In an interview published by NPR earlier this week, author Vicky Osterweil defended the idea of looting from businesses in the name of social justice and dismissed concerns that rioters are attacking essential businesses such as grocery stores and pharmacies, according to the Daily Wire.
“When it comes to small business, family owned business or locally owned business, they are no more likely to provide worker protections. They are no more likely to have to provide good stuff for the community than big businesses,” Osterweil shared with NPR.
The left-wing author, whose recent book is titled “In Defense of Looting,” also had the audacity to suggest that respecting business owners is a “right-wing myth,” adding that it isn’t true that small business owners create jobs and are part of the community. “It’s actually a Republican myth that has, over the last 20 years, really crawled into even leftist discourse: that the small business owner must be respected, that the small business owner creates jobs and is part of the community. But that’s actually a right-wing myth.”
While discussing her book “In Defense of Looting,” writer Vicky Osterweil notes that without police or private property, we can just have things for free. Impossible to parody. https://t.co/nowxYUwCQ0 pic.twitter.com/REtfVKQ5Vz
— Bo Winegard (@EPoe187) August 29, 2020
“A business being attacked in the community is ultimately about attacking like modes of oppression that exist in the community. It is true and possible that there are instances historically when businesses have refused to reopen or to come back. But that is a part of the inequity of the society, that people live in places where there is only one place where they can get access to something [like food or medicine],” said the author.
“That question assumes well, what if you’re in a food desert? But the food desert is already an incredibly unjust situation. There’s this real tendency to try and blame people for fighting back, for revealing the inequity of the injustice that’s already been formed by the time that they’re fighting.”
The release of the NPR interview comes as left-wing rioters have destroyed businesses and burned property in Kenosha, Wisconsin, in the aftermath of the Jacob Blake shooting by a police officer last Sunday. Blake has been accused of sexual assault and domestic abuse by his ex-girlfriend.
According to Wisconsin Attorney General Josh Haul (D), Blake was not compliant when officers attempted to arrest him, and the police were also unable to subdue him with a taser. Haul also said that the officer only fired his gun at Blake after he leaned toward the open driver’s side of his own car door, where investigators subsequently recovered a knife.
Osterweil said in the NPR interview that property rights “derived through whiteness” and oppression toward black people.
This Osterweil person suggesting that property rights are an outcropping [of] white oppression against black people is the most pure example of someone who is not familiar with any world history. This comes from the same school of thought that white people INVENTED racism. ????
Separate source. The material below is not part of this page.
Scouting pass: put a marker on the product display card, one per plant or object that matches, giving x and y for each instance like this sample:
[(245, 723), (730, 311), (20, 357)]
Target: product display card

— Collin (@TheLastSisyphus) August 29, 2020
“The very basis of property in the U.S. is derived through whiteness and through Black oppression, through the history of slavery and settler domination of the country. Looting strikes at the heart of property, of whiteness and of the police. It gets to the very root of the way those three things are interconnected. And also it provides people with an imaginative sense of freedom and pleasure and helps them imagine a world that could be. And I think that’s a part of it that doesn’t really get talked about—that riots and looting are experienced as sort of joyous and liberatory,” said Osterweil.
The author proceeded to declare that the idea of an “outside agitator” going to a town to riot is a myth itself, which traces back to the days of slavery, “when plantation owners would claim that it was Freedmen and Yankees coming South and giving the enslaved these crazy ideas—that they were real human beings—and that’s why they revolted.”
The Daily Wire recently reported that the Kenosha Police Department arrested nine people from out of state after a concerned citizen reported a group of people meeting in a remote lot. Police allegedly spotted several of them filling up gas canisters, and “in the subsequent arrest, police recovered illegal fireworks, suspected controlled substances, helmets, and other gear.”